Альфредо Ганготена. Третий секретарь (с супругой).

Карлос Гусман. Атташе (с супругой). Авеню Иены, 21 (XVI).

Сальвадор

Рикес Вега. Чрезвычайный посол.

Майор Х.Г.Вичо. Военный атташе (с дочерью).

Ф.Капурро. Первый секретарь.

Луис…

Буквы пляшут. Кто я?

15

Вы сворачиваете налево, и вас поражает пустота и безмолвие этой части улицы Камбасерес. Ни одной машины. Я прохожу мимо особняка и зажмуриваюсь, ослепленный радужным сверканием люстры с хрустальными подвесками, висящей в вестибюле. Ее пронизывают солнечные лучи.

10-бис — узкий пятиэтажный дом. На втором этаже высокие окна.
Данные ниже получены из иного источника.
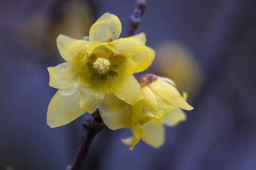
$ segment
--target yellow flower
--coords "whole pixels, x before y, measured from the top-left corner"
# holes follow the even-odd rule
[[[155,52],[145,46],[144,33],[118,39],[121,31],[117,17],[106,13],[91,26],[89,37],[58,37],[58,48],[67,62],[47,68],[49,85],[59,89],[48,108],[51,127],[66,124],[85,111],[93,113],[106,93],[132,105],[144,98],[132,74],[146,69]]]
[[[99,107],[100,112],[110,129],[126,128],[132,130],[132,136],[121,139],[125,144],[131,145],[130,150],[133,149],[141,137],[146,143],[158,147],[164,142],[162,123],[174,126],[186,119],[180,108],[191,110],[193,107],[182,97],[170,79],[146,74],[137,80],[145,99],[132,106],[113,94],[107,94]],[[152,130],[152,127],[155,128]]]

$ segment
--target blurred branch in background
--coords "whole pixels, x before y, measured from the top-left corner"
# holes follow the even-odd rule
[[[85,159],[92,140],[95,136],[104,128],[104,123],[100,115],[99,109],[97,109],[92,113],[92,119],[87,119],[82,125],[83,134],[82,139],[71,170],[81,170],[82,163]]]
[[[125,34],[125,37],[134,35],[138,28],[141,17],[144,13],[148,0],[136,0],[132,13],[130,17],[127,28]]]

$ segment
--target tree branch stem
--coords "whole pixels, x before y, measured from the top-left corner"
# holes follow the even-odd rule
[[[97,109],[92,114],[92,119],[88,119],[82,125],[83,136],[80,146],[77,150],[71,169],[72,170],[80,170],[82,163],[86,156],[89,147],[95,136],[104,128],[104,123]]]
[[[132,13],[128,21],[125,37],[134,35],[138,28],[141,17],[144,13],[148,0],[136,0],[133,7]]]

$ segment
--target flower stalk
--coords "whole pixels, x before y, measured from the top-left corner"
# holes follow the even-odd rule
[[[125,37],[134,35],[138,27],[141,18],[144,13],[148,1],[148,0],[136,0],[132,14],[128,22]],[[104,123],[98,109],[92,113],[92,119],[87,120],[82,125],[83,136],[71,169],[72,170],[81,170],[82,162],[85,160],[92,140],[96,135],[104,128]]]
[[[88,119],[82,125],[83,135],[80,146],[76,153],[72,170],[80,170],[85,160],[89,148],[95,136],[104,128],[104,123],[97,109],[92,114],[92,119]]]

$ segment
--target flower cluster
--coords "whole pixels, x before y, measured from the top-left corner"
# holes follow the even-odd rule
[[[132,130],[132,137],[122,139],[130,149],[141,137],[158,147],[164,142],[162,125],[174,126],[186,119],[180,108],[193,108],[171,80],[151,74],[134,77],[151,64],[155,51],[145,45],[144,33],[119,39],[121,31],[119,18],[106,13],[91,26],[89,37],[58,37],[66,62],[48,68],[49,85],[59,90],[49,104],[47,123],[64,125],[99,108],[111,129]]]

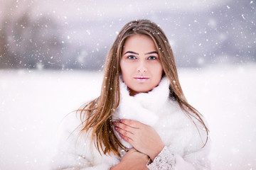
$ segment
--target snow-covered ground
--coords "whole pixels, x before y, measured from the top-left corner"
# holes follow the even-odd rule
[[[206,118],[213,170],[256,169],[256,64],[180,69]],[[102,73],[0,70],[0,169],[48,169],[61,119],[100,94]]]

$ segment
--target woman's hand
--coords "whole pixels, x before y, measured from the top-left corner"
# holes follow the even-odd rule
[[[149,157],[132,148],[122,158],[119,164],[111,170],[146,170]]]
[[[149,125],[126,119],[119,123],[114,122],[113,125],[124,141],[137,150],[149,155],[152,161],[164,147],[160,136]]]

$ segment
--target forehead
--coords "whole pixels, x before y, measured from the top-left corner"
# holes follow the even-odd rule
[[[156,48],[153,40],[148,35],[137,34],[128,38],[124,44],[123,52],[133,50],[134,52],[152,52]]]

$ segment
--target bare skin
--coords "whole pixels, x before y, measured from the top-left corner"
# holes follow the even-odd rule
[[[133,148],[122,158],[119,164],[112,167],[110,169],[146,170],[148,169],[146,166],[148,161],[149,157],[147,155],[142,154]]]
[[[120,137],[137,151],[148,155],[154,161],[164,147],[160,136],[153,128],[131,120],[114,122]]]

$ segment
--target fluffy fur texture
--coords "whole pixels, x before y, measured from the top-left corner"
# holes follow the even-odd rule
[[[177,102],[169,98],[169,80],[163,78],[152,91],[130,96],[126,85],[120,83],[121,101],[112,118],[134,120],[153,127],[169,152],[175,156],[175,169],[210,169],[207,159],[209,142],[202,148],[206,132],[199,122],[194,120],[197,128]],[[53,159],[52,169],[104,170],[119,162],[121,158],[117,156],[108,157],[102,153],[100,155],[90,144],[89,137],[80,136],[77,140],[80,130],[72,132],[81,123],[74,115],[69,117],[64,123],[63,137],[59,152]],[[120,140],[125,146],[132,147],[121,138]]]

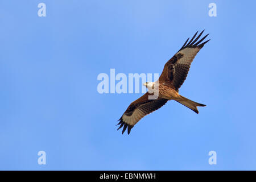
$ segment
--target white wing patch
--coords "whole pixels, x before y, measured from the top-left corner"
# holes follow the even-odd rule
[[[131,115],[128,116],[124,114],[122,117],[125,123],[129,125],[134,126],[146,115],[139,109],[136,109]]]
[[[183,57],[180,58],[176,63],[190,65],[200,50],[200,49],[198,47],[187,47],[179,51],[176,54],[181,53]]]

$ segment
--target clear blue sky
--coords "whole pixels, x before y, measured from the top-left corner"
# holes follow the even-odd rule
[[[46,17],[38,5],[46,4]],[[209,17],[208,5],[217,5]],[[256,169],[253,1],[1,1],[0,169]],[[122,135],[142,94],[97,92],[99,73],[161,73],[188,37],[212,40],[180,93]],[[46,165],[38,164],[38,151]],[[217,152],[217,164],[208,152]]]

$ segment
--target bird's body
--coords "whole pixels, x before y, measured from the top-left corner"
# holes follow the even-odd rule
[[[197,53],[209,40],[199,44],[208,35],[196,42],[202,31],[195,39],[197,32],[187,44],[187,40],[180,49],[164,65],[163,72],[155,82],[147,82],[143,85],[148,92],[133,102],[119,119],[119,129],[123,126],[122,134],[126,128],[128,134],[131,128],[144,116],[159,109],[169,100],[175,100],[199,113],[197,106],[204,104],[192,101],[179,94],[179,89],[185,81],[190,65]],[[193,41],[193,42],[192,42]]]

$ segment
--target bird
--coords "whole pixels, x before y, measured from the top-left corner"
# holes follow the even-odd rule
[[[187,39],[181,48],[166,63],[156,81],[146,82],[143,84],[147,87],[148,92],[130,104],[118,120],[119,122],[116,126],[120,126],[117,130],[123,127],[122,134],[127,129],[129,134],[131,129],[139,120],[159,109],[170,100],[181,104],[197,114],[199,113],[197,106],[206,106],[179,94],[179,89],[187,78],[191,63],[199,51],[210,40],[201,43],[208,36],[208,34],[198,40],[204,31],[196,38],[199,32],[197,31],[188,43],[189,38]]]

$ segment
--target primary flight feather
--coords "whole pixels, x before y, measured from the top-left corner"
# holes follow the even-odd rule
[[[141,118],[159,109],[170,100],[176,101],[197,114],[197,106],[205,106],[179,94],[179,89],[186,79],[191,63],[197,52],[210,40],[201,43],[209,35],[207,34],[197,41],[204,31],[195,39],[197,31],[188,43],[189,38],[187,40],[179,51],[166,63],[158,81],[143,84],[148,92],[131,103],[118,120],[117,125],[120,126],[117,130],[123,126],[122,134],[127,129],[129,134],[131,129]],[[156,95],[155,99],[150,97],[154,95]]]

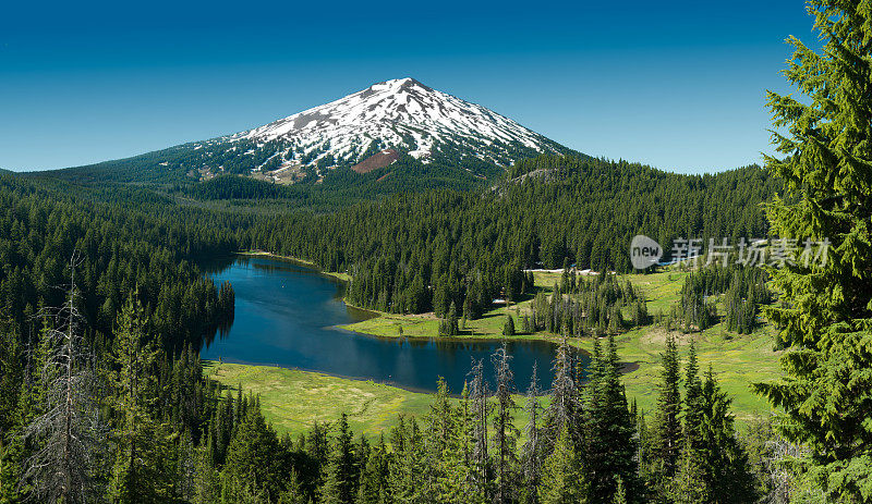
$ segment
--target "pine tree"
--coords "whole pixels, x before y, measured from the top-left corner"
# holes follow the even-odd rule
[[[586,503],[588,483],[581,457],[576,452],[572,435],[564,427],[554,451],[542,467],[538,502],[542,504]]]
[[[573,440],[579,439],[578,411],[579,397],[576,380],[573,379],[573,362],[571,348],[566,337],[560,340],[557,353],[552,365],[554,380],[552,381],[552,402],[545,410],[545,428],[548,446],[553,446],[557,437],[567,429]]]
[[[514,335],[514,320],[511,318],[511,315],[506,315],[506,324],[502,325],[502,335],[504,336],[513,336]]]
[[[111,373],[121,416],[114,431],[116,460],[109,500],[116,503],[165,502],[170,497],[166,432],[152,416],[156,402],[155,366],[160,351],[146,334],[148,317],[137,295],[128,297],[119,315]]]
[[[221,502],[246,499],[275,501],[282,490],[281,450],[276,432],[266,423],[252,398],[245,417],[233,432],[221,470]]]
[[[540,417],[542,406],[538,404],[538,365],[533,361],[533,372],[530,378],[530,386],[526,390],[526,441],[521,447],[521,503],[537,504],[540,479],[542,477],[542,443],[540,441]]]
[[[472,405],[472,493],[479,499],[491,500],[492,467],[487,440],[487,418],[491,416],[487,382],[484,379],[484,362],[474,361],[470,371],[470,403]]]
[[[710,502],[740,504],[758,499],[748,453],[736,439],[730,399],[715,379],[712,367],[701,388],[702,466],[706,470]]]
[[[833,501],[869,502],[872,11],[838,0],[811,1],[809,11],[823,51],[789,38],[795,52],[784,72],[803,98],[767,93],[774,126],[789,132],[773,133],[785,157],[767,157],[767,168],[786,197],[770,205],[768,219],[783,243],[798,241],[802,250],[772,271],[784,303],[767,315],[791,347],[782,357],[786,376],[756,389],[785,410],[784,435],[811,450],[815,484]],[[806,250],[806,239],[828,239],[828,254]]]
[[[657,385],[657,403],[652,426],[652,467],[646,471],[654,481],[652,485],[661,495],[668,492],[668,480],[675,476],[681,450],[681,394],[680,364],[675,337],[666,339],[666,351],[661,355],[663,370]]]
[[[390,474],[390,454],[385,445],[385,438],[379,439],[366,466],[361,471],[358,489],[358,504],[386,504],[390,502],[388,476]]]
[[[324,468],[324,484],[319,490],[319,502],[353,504],[358,494],[360,467],[354,453],[353,434],[346,414],[342,414],[339,419],[338,429],[329,462]]]
[[[620,361],[613,334],[608,336],[605,355],[598,343],[595,344],[591,368],[584,429],[589,500],[610,503],[619,482],[625,497],[638,493],[635,426],[620,382]]]
[[[514,374],[509,365],[511,356],[506,351],[506,343],[497,348],[491,358],[496,374],[496,411],[493,419],[494,435],[494,502],[504,504],[516,502],[518,493],[518,455],[517,445],[520,431],[514,427]]]

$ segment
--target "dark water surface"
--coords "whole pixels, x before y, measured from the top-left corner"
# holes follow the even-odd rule
[[[372,315],[342,303],[343,284],[312,269],[242,257],[210,275],[217,283],[230,281],[237,307],[230,330],[204,346],[205,359],[300,368],[421,391],[435,390],[444,377],[453,393],[463,388],[473,359],[485,359],[486,376],[493,376],[489,357],[497,341],[382,339],[337,328]],[[538,362],[540,386],[550,385],[552,343],[516,341],[508,351],[520,391],[530,383],[533,362]]]

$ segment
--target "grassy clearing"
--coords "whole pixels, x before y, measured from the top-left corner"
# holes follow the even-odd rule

Напротив, на другой стороне улицы, стоит на посту полицейский.

Одна из створок входной двери открыта, на лестнице горит свет. Длинный коридор с серыми стенами. В глубине — дверь с забранными в переплет квадратиками стекол, которую я открываю с трудом из-за тугой пружины. Ковра на лестнице нет.

Я останавливаюсь перед дверью на втором этаже. Я решил спрашивать у всех жильцов по очереди, не был ли прежде номер их телефона АНЖУ 15–28, и в горле у меня стоит комок — я отдаю себе отчет, что этот вопрос может показаться несколько странным. На двери медная табличка. Я читаю: ЭЛЕН ПИЛЬГРАМ.

Звонок задребезжал тоненько, с перебоями. Я долго не отнимал от кнопки указательного пальца. Дверь приоткрыли. Показалась голова женщины с коротко стриженными пепельно-серыми волосами.

— Мадам… Я хотел бы узнать…

Она не спускала с меня взгляда очень светлых глаз. Трудно было сказать, сколько ей лет. Тридцать, пятьдесят?

— Ваш прежний номер телефона не АНЖУ 15–28?

Она нахмурилась:

— Да. А что?

Она распахнула дверь. На ней был мужской халат черного шелка.

— Почему вы об этом спрашиваете?

— Я… я жил здесь.

Она вышла на площадку и внимательно посмотрела на меня. Глаза ее внезапно округлились.

— Вы… вы… месье Макэвой?

— Да, — сказал я на всякий случай.

— Входите.

Она, по-моему, действительно была взволнована. Мы стояли лицом друг к другу посреди передней с выщербленным паркетом. В некоторых местах были вклеены кусочки линолеума.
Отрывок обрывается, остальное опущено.